The inspiration for Italic came from marketplace enabled companies like Uber and Airbnb. Neither company takes inventory. Instead, they empower the individual hosts to monetize their own places.
In the same lens, Italic doesn’t sell marked-up goods to its customer. Instead, they replace the brand and take the retailer out of the supply chain. They then provide the savings to the customer and offer a higher yield per unit to the manufacturer.
Italic is not incentivized to sell their products; they are incentivized to sell their membership. They had to spend a long time developing their product assortment. There are over 1,000 SKUs on their website that they have created themselves.
To help build Italic, Jeremy spent time living in China and Italy to make relationships with manufacturers.
Italic doesn’t buy their inventory; their manufacturers float the inventory for a higher yield per unit.
When you sell products and monetize the markup, you always have to be chasing the next customer - with this model, you aren’t incentivized with loyalty. When Italic sells a subscription product, their payback is not immediate.

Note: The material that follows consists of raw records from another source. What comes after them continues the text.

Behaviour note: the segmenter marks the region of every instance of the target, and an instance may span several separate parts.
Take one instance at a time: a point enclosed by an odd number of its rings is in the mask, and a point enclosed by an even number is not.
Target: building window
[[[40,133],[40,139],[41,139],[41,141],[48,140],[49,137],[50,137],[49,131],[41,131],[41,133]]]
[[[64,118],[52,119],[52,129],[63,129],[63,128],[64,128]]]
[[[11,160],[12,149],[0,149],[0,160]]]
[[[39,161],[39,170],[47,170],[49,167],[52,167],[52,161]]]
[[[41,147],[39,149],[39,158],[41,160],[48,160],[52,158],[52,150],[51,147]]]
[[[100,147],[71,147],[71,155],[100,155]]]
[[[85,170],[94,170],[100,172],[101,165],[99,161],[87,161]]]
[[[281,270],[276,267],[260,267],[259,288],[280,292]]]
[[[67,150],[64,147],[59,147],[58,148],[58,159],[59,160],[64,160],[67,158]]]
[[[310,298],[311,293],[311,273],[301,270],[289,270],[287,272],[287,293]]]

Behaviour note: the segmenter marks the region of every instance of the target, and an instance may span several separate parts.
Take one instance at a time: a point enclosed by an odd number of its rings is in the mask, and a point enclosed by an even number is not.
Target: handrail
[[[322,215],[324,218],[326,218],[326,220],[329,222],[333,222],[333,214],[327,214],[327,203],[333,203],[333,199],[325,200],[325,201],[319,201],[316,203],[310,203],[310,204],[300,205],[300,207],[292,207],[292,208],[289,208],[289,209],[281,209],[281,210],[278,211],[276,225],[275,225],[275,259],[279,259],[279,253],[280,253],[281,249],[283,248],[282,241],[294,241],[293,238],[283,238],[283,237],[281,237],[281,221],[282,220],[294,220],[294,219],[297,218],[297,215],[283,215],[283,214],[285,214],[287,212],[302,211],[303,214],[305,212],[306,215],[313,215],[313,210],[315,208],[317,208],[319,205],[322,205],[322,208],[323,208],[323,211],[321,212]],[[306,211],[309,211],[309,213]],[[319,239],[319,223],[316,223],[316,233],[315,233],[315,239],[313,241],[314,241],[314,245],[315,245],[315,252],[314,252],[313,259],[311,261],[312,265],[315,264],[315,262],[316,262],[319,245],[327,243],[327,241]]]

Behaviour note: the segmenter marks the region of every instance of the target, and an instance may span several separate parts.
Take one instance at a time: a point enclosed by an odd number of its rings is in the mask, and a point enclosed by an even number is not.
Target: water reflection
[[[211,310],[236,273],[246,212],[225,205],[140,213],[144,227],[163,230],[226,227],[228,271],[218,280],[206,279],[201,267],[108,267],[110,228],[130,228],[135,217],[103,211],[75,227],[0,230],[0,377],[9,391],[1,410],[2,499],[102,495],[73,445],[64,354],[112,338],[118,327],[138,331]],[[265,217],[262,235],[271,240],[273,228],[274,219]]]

Italic is profitable when a consumer first buys their membership. Asa result, they are much more focused on engagement metrics and how to change their merchandising strategy. Similar to Spotify, they focus on continually delivering value to their customer to ensure they come back.
Jeremy talks about how recall is critical for your brand.
Sometimes, your best customers won’t convert immediately.
There are many ways to make a sale; it depends on your brand, what you stand for, and what your customer gets out of you.